When given the name of a target user (for instance, your own), tweetthief retrieves the most recent tweets by that account. By default it looks at your most recent 20 tweets, but that can be adjusted with the -n parameter. It then searches to see if anyone else has tweeted the exact same thing. It outputs the original and copied tweets, with the Twitter handle and exact posting time for each.
Supply tweetthief with a Twitter alias (your "@name") via the -a argument.
If Internet access requires a proxy, supply it with the parameter -p, in the form of https://proxy.url:port, for instance, -p https://proxy.abc.com:8080
Twitter converts every url into a "t.co" shortlink. The same url tweeted again later will get a different shortlink. TweetThief handles this by examining the url entity, and replacing the t.co shortlink with the expanded url provided by the Twitter API.
The Twitter API is rate-limited, as described at https://dev.twitter.com/rest/public/rate-limiting. If you get a rate-limit error running tweetthief, try again with a smaller -n, or wait a few minutes.
I can think of a few possible motivations for these parrot accounts:
- Fake accounts used in "buy more followers" scams
- Real accounts trying to boost their own followers by claiming others' thoughts for their own
- Something akin to the faux LinkedIn accounts that were reported to be mapping out infosec people's social graphs
- Botnet command and control channels, hiding malicious instructions in innocuous-looking copied tweets
- Or something completely different
As a side note, not every duplicated tweet is necessarily "stolen" - many of the duplicates I see are bots tweeting RSS streams or CMS posts. Since they are tweeting the same links and titles, they are naturally going to be similar. Tweetthief doesn't make any attempt to sift out these tweets. Keep that in mind when perusing the output. That said, it's pretty easy to tell the difference between RSS tweets and copied original tweets.
- Requires tweepy, the Twitter API module for Python, available from https://github.com/tweepy/tweepy
- Requires an application token for the Twitter API. Refer to documentation at https://dev.twitter.com/oauth/overview/application-owner-access-tokens, and set up your own app-specific tokens at https://apps.twitter.com
Note that the search API typically serves up only tweets from the last week or so, and that it is "tuned" toward most relevant results rather than most complete results. I have found some limited cases where the search API does not return results for a search, even though I created a duplicate tweet to search for. YMMV.
usage: tweetthief.py [-h] -a TWITTER_ALIAS [-n NUMTWEETS] [-l] [-p PROXY]

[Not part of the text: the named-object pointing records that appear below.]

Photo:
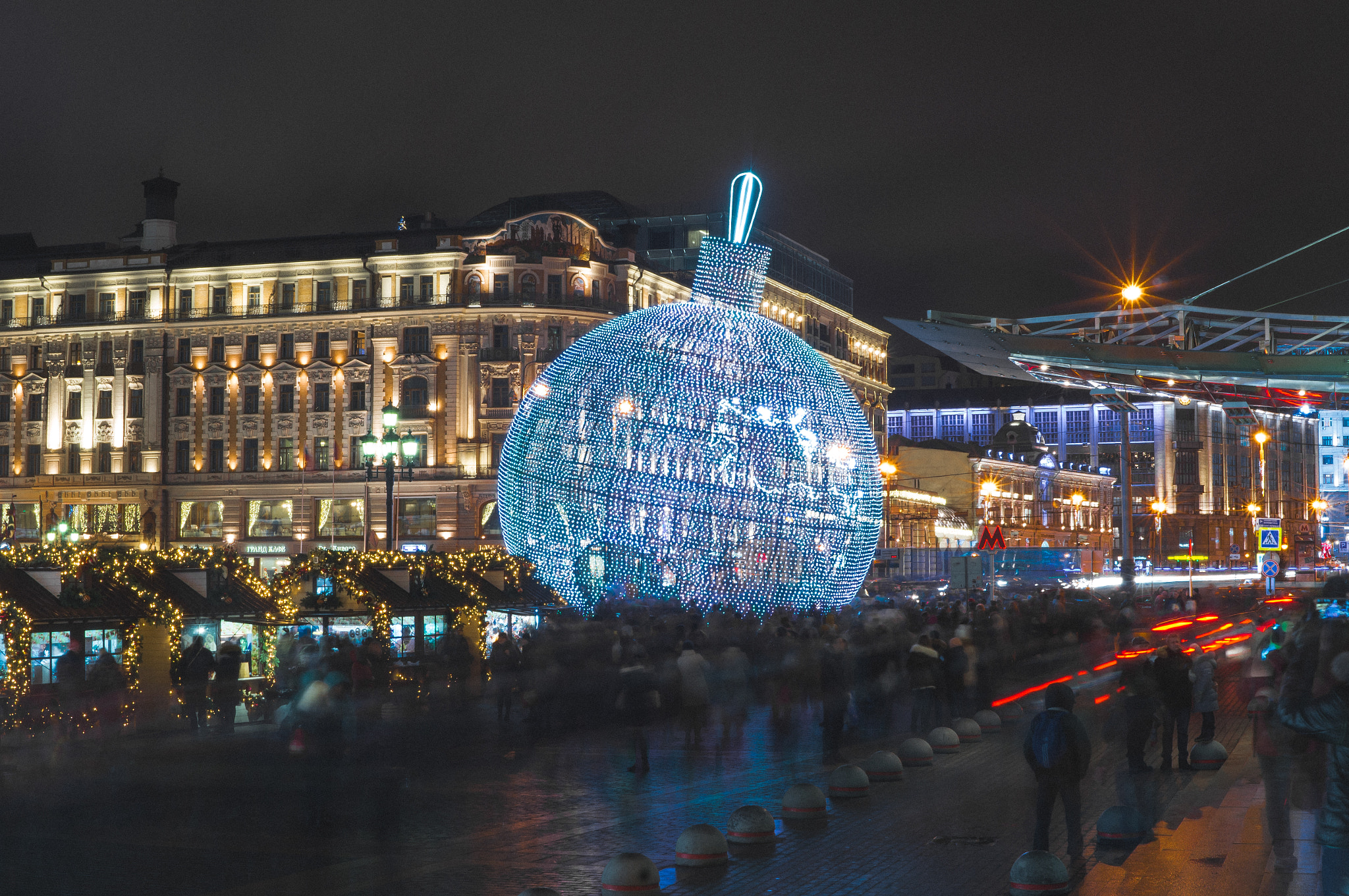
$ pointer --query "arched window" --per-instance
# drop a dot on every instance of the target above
(414, 396)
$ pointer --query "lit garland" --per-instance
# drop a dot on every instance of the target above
(695, 452)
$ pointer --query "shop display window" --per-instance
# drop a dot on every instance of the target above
(402, 638)
(342, 519)
(417, 517)
(108, 639)
(270, 519)
(202, 519)
(47, 648)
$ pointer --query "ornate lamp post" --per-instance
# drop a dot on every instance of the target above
(387, 448)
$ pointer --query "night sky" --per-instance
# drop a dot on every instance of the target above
(962, 157)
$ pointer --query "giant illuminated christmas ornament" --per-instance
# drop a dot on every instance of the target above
(696, 452)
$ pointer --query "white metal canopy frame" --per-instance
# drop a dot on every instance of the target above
(1279, 361)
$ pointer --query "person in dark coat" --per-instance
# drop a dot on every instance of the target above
(1327, 718)
(1171, 670)
(193, 673)
(638, 702)
(1058, 776)
(224, 690)
(835, 687)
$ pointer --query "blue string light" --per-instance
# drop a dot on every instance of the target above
(694, 452)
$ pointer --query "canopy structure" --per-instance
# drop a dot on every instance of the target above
(1291, 363)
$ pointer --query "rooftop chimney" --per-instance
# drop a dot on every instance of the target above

Find copied but not attributed tweets. Tweetthief retrieves the most recent
tweets from a specific Twitter user, then searches Twitter for other tweets
that are exact copies but are not retweets.
optional arguments:
-h, --help show this help message and exit
-a TWITTER_ALIAS, --alias TWITTER_ALIAS
Twitter alias whose tweets to analyze
-n NUMTWEETS, --numtweets NUMTWEETS
Maximum number of tweets to analyze for specified
Twitter user; default 20
-l, --loose-match Loose matching. By default, tweetthief matches only an
exact copy of the full text of a tweet; loose matching
will match if the copy contains the original tweet.
For example, if the original tweet is "Help Me" and
the copy is "Help Me Rhonda" tweetthief normally will
not report this as a match, but in loose-match mode it
will.
-p PROXY, --proxy PROXY
HTTPS proxy to use, if necessary, in the form of
https://proxy.com:port
- v0.2 Added --loose-match option to search for copied tweets with a less-strict match
- v0.1 Original release.
- The Twitter API search module serves up only tweets from the last week or so, and is "tuned" toward most relevant results rather than most complete results. I have found some limited cases where the search API does not return results for a search, even though I created a duplicate tweet to search for. YMMV.